The Wizarding World of Harry Potter — Ministry of Magic reconstructs 1920s Paris with enough detail to slow guests down before they ever reach a ride. Harry Potter and the Battle at the Ministry uses talking portraits and animatronics throughout the queue to hold attention from the moment guests enter the line. How to Train Your Dragon — Isle of Berk, Dark Universe, and Celestial Park round out the five worlds, mixing dragon storytelling with gothic monster attractions that give the park a tonal range most competitors avoid attempting.
Epic Universe’s signature thrill
Celestial Park’s Stardust Racers is the ride that has drawn the most attention from the enthusiast community. The dual-launch racing coaster reaches 62 mph, climbs 133 feet, and runs 5,000 feet of track on each of its two sides. Riders choose between the Photon and Pulsar tracks for what amounts to a competitive racing experience with matching airtime moments. Comparisons to coasters that have held top global rankings for years have circulated widely since opening day.
All 11 attractions launched simultaneously in May 2025. That kind of full-slate opening is essentially unprecedented in the industry and gave guests more original content in a single visit than most parks introduce across an entire decade.
How Epic Universe keeps guests on property
Three hotels opened alongside the park in 2025. Universal Helios Grand Hotel anchors the premium tier, offering a dedicated park entrance and early admission access that cuts wait times in a meaningful way.

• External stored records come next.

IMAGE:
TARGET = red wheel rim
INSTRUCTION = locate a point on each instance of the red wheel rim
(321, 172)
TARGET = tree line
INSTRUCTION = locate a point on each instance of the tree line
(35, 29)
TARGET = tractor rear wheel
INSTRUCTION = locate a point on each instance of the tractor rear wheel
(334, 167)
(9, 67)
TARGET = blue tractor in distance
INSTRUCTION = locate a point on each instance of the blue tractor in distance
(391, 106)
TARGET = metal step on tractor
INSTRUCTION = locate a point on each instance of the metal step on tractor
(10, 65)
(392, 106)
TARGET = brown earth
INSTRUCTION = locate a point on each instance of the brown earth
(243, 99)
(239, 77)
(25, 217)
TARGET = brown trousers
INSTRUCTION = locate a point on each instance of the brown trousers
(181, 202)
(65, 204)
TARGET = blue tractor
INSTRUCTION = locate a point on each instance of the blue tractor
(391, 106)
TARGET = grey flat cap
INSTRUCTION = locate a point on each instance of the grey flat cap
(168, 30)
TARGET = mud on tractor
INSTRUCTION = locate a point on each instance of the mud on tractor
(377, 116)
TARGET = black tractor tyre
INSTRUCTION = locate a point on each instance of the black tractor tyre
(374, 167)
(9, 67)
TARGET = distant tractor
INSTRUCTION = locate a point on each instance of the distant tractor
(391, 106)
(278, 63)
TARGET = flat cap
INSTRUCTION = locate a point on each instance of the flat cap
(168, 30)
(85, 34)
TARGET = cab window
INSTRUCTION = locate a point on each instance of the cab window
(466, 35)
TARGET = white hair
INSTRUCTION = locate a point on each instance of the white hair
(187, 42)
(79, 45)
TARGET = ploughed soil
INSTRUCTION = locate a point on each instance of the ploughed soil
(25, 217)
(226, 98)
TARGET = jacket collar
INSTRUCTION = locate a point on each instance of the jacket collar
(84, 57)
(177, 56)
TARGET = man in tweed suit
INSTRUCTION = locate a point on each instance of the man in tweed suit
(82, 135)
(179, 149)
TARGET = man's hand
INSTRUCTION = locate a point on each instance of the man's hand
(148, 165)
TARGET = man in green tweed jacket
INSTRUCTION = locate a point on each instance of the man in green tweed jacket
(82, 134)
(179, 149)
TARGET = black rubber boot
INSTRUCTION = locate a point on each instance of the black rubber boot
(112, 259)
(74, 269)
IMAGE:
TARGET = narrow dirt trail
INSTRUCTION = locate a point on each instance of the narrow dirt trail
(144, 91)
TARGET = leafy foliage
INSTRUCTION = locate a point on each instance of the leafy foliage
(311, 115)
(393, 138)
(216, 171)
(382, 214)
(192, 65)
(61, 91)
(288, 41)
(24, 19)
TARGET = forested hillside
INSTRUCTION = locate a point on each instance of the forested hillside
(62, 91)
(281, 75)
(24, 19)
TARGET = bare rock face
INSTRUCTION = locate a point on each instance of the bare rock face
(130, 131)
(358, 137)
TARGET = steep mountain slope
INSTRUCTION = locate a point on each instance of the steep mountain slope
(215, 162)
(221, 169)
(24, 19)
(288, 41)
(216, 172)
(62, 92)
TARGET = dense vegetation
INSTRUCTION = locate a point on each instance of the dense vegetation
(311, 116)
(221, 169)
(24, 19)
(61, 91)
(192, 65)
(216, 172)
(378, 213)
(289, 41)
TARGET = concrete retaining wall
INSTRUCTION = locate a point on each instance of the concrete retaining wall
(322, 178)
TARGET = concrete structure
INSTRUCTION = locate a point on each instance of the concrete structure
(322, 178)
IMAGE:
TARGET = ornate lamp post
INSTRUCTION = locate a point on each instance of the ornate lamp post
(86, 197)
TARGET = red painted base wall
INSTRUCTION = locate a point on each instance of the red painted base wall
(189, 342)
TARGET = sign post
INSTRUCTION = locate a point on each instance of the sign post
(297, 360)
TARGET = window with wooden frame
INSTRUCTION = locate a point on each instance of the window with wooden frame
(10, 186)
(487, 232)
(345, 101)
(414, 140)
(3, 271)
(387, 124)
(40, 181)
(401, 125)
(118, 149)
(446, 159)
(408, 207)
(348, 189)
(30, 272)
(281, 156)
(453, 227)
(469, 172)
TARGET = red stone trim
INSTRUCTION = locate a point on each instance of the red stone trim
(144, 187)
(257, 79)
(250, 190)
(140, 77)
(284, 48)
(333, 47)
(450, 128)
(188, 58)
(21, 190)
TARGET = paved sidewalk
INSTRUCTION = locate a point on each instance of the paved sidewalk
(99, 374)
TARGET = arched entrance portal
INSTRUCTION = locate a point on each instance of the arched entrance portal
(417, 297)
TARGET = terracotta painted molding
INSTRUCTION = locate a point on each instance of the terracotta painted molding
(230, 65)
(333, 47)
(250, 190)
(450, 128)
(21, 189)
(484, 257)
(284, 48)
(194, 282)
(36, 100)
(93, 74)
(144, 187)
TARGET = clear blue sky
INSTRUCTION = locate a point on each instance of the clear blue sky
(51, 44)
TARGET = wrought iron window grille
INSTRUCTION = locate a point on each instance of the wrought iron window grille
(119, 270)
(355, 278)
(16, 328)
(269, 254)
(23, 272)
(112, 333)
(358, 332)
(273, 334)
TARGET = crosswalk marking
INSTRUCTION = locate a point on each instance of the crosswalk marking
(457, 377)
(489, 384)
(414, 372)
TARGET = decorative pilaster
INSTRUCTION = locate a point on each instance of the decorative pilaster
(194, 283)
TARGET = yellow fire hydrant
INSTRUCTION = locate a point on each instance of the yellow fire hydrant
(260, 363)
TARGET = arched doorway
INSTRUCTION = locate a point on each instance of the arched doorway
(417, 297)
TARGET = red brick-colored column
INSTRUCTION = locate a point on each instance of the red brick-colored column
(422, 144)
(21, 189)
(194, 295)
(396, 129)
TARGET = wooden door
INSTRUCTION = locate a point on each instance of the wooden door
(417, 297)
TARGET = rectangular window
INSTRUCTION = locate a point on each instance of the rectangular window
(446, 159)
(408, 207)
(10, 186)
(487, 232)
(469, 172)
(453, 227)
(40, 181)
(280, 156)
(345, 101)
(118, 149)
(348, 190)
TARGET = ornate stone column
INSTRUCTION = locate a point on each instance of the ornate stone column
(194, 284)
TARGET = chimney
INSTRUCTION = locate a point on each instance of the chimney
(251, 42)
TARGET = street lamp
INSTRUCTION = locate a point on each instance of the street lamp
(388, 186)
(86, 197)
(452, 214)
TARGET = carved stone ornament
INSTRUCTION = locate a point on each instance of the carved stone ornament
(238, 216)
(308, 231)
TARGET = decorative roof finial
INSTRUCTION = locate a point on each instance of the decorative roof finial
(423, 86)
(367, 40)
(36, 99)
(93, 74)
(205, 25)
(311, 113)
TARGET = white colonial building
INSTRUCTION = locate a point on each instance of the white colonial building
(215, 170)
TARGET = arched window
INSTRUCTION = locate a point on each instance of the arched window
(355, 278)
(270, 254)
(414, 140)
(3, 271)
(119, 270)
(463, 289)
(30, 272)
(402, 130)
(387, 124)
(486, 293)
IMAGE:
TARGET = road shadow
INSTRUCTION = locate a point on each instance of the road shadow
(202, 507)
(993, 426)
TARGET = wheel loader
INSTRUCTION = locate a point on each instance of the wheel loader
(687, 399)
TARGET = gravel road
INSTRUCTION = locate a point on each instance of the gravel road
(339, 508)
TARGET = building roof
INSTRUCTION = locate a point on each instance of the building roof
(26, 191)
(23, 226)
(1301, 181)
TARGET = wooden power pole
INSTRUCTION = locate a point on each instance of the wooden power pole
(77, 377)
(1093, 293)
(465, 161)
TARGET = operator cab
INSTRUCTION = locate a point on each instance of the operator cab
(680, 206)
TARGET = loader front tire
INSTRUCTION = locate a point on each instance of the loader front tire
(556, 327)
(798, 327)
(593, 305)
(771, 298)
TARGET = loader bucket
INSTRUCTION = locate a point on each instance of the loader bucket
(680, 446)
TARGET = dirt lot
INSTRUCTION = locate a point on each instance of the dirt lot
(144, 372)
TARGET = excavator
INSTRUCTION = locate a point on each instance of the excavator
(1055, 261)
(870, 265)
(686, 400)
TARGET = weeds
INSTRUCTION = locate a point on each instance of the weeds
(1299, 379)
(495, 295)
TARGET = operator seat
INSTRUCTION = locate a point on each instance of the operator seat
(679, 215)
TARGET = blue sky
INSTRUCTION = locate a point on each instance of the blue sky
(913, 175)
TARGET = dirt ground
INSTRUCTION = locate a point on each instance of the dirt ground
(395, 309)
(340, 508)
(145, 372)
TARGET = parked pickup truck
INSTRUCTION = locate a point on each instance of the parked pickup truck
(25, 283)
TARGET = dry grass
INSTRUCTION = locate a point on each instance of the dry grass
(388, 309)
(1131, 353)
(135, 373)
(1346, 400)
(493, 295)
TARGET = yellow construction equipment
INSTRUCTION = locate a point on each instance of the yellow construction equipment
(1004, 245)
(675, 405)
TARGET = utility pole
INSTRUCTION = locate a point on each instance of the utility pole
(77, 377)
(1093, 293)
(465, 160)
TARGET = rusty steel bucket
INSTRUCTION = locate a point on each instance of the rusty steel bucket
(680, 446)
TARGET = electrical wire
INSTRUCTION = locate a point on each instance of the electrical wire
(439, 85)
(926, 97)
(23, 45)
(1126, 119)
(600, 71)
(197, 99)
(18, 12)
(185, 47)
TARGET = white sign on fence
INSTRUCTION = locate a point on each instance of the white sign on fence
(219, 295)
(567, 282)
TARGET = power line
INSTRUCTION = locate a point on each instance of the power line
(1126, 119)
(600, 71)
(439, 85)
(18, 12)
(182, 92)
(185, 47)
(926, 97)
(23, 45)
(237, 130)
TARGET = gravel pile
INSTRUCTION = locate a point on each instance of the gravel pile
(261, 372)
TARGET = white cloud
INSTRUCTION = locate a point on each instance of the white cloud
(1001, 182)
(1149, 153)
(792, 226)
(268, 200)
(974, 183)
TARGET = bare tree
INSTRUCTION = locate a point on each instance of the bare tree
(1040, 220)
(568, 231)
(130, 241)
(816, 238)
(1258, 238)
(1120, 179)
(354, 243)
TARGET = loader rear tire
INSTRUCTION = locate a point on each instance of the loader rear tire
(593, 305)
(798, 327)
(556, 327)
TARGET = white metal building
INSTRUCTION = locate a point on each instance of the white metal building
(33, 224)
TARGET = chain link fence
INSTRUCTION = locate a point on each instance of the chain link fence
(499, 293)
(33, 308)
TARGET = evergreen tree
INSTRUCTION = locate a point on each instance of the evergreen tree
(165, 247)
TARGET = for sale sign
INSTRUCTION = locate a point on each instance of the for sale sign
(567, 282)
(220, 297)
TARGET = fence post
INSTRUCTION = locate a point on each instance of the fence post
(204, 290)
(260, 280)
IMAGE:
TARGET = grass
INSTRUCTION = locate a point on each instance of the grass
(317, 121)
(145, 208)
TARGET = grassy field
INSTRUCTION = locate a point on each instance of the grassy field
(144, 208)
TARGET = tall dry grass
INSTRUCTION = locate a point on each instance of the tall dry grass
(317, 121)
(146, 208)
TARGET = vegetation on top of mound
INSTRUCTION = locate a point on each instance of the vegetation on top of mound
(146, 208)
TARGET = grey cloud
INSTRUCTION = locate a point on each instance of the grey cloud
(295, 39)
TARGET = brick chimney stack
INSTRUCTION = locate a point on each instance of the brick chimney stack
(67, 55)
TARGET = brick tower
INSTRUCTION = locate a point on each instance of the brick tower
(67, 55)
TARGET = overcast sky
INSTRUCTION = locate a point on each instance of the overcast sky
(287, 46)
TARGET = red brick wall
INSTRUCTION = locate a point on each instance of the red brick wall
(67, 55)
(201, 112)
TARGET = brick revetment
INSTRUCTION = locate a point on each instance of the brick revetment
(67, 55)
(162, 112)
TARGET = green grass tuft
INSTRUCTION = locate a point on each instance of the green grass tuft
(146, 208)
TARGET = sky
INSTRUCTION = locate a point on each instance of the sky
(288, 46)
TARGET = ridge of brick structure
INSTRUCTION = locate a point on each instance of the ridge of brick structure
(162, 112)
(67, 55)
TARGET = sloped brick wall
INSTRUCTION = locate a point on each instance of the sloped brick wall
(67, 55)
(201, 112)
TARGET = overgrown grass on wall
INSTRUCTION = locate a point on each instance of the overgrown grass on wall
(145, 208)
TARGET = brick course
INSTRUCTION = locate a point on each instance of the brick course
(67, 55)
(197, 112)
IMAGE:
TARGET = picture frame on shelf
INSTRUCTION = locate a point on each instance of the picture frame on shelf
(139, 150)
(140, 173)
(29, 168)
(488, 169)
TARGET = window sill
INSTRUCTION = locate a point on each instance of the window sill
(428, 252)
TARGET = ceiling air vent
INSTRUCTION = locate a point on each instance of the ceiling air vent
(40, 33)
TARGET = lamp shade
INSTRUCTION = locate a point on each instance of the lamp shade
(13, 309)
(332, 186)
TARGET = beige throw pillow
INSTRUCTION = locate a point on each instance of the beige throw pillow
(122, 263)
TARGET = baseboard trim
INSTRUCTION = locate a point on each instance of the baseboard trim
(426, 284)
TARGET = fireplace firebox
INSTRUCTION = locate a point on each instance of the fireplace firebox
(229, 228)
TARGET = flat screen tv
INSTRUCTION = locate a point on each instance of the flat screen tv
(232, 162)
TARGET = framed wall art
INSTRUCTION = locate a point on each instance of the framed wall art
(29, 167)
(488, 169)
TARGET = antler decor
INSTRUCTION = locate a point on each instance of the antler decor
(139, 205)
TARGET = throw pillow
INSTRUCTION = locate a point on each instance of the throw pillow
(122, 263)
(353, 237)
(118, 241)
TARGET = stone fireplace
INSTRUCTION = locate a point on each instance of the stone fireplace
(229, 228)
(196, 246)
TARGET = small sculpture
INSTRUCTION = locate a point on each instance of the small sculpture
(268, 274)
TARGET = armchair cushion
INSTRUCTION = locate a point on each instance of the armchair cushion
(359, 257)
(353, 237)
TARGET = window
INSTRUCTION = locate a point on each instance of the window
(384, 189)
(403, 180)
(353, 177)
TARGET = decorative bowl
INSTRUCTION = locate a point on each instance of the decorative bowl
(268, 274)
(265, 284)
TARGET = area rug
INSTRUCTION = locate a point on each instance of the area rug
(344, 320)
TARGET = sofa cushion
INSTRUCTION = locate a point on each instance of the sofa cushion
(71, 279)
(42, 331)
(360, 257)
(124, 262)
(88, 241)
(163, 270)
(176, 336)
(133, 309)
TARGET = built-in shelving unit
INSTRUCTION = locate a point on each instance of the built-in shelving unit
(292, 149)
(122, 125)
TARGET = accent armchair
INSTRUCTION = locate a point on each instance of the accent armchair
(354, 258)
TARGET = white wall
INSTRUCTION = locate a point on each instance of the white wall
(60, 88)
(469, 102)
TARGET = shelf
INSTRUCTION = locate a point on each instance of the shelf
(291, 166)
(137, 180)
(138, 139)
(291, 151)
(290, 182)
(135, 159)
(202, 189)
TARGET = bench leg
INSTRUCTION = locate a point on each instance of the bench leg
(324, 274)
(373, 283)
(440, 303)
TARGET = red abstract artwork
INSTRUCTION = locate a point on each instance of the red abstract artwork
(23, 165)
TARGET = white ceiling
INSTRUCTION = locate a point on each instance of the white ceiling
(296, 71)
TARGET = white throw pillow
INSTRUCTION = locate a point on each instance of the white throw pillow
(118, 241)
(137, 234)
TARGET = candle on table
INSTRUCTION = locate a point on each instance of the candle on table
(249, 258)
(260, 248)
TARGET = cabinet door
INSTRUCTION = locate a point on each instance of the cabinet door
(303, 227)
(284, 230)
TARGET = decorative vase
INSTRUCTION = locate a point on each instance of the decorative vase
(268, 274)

The integrated resort model is designed to keep visitors on property across multiple days, and it has worked. The park’s busiest recorded day came in early 2026, with wait times that surpassed those at Walt Disney World and other nearby Universal parks.
That benchmark, less than a year in, tells its own story. Orlando has always been defined by its theme parks. Epic Universe did not add to that tradition so much as it raised what the tradition is expected to deliver. TIME’s recognition and the early attendance figures are pointing in the same direction. The park is generating the kind of sustained interest that takes most destinations years to build, and it is only getting started.